Senate Finance Committee advances Charles Rettig’s nomination to be IRS Commissioner. The panel approved the nomination by a party-line vote of 14-13. Democrats voted against Rettig because of new Treasury and IRS guidance that limits disclosure of donor information by some tax-exempt groups. Said the panel’s top Democrat Ron Wyden, “The Trump administration has taken a qualified nominee and dumped him right into the middle of a dark money political firestorm of their own creation.”
Don’t hold your breath for Tax Reform 2.0 in the Senate. The legislative agenda will not likely accommodate the House plan to make individual income tax cuts permanent before the November midterms, say Senate leaders. Like House Ways & Means Chairman Kevin Brady, Senate Finance Committee Chair Orrin Hatch wants tax cut permanence, but also wants a “viable path forward” and the right timing to achieve it. Tax cut popularity with the American public would help, too.
GOP Congressman wants a federal carbon tax to replace the gasoline tax. Though he voted in 2016 for a resolution declaring a carbon tax detrimental to the economy, Rep. Carlos Curbelo (R-FL) plans to propose a carbon tax on Monday. His bill would tax carbon emissions at $24 per metric ton, a price that would climb every year by 2 percent plus inflation. Estimated annual additional revenues are $57 billion to $106 billion a year, according to Columbia University’s SIPA Center on Global Energy Policy. Curbelo would direct those revenues toward infrastructure investments, and repeal the federal gasoline tax. The bill is not likely to advance, but Curbelo’s district is especially vulnerable to the effects of climate change… and voted for Hillary Clinton in 2016.
A carbon tax could help low-income households if paired with targeted tax rebates. The SIPA Center on Global Energy Policy released a new paper by TPC’s Joseph Rosenberg, Eric Toder, and Chenxi Lu. A carbon tax alone would require lower-income households to bear a moderately higher financial burden as a share of income than other households. But if the net revenue from the carbon tax were fully returned to households via rebates, the net combined effects could be more progressive.
More congressional and corporate pressure to ditch some tariffs.

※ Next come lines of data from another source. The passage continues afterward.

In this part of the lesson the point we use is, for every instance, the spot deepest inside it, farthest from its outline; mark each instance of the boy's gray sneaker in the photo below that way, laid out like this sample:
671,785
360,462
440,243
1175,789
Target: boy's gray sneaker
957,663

In their letter to Commerce Secretary Wilbur Ross, a bipartisan group of 149 members of Congress warn that tariffs, quotas or other restrictions on the industry will greatly diminish the benefits of the auto industry. Separately, seven auto industry groups wrote in a joint letter that “Raising tariffs on autos and auto parts would be a massive tax on consumers who buy or service their vehicles.”

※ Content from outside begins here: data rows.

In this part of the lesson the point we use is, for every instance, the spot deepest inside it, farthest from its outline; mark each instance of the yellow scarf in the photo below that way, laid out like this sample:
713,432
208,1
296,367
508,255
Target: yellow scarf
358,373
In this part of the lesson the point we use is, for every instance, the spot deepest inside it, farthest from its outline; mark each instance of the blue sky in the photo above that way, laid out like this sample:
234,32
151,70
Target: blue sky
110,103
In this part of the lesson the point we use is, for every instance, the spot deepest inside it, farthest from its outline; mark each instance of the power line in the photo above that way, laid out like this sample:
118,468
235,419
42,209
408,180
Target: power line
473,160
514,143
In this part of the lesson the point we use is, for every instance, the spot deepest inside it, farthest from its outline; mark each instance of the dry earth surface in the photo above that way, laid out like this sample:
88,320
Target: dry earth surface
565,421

New York begins a tax probe of the Trump Foundation. Tax officials in the state want to determine whether the foundation has broken state laws, and may refer findings for criminal prosecution. There are no released details of what officials are specifically investigating, but there may be overlap with New York Attorney General Barbara Underwood’s investigation of the Trump Foundation. Her lawsuit claims that the foundation used its funds illegally to settle business disputes and promote then-candidate Donald Trump’s presidential campaign.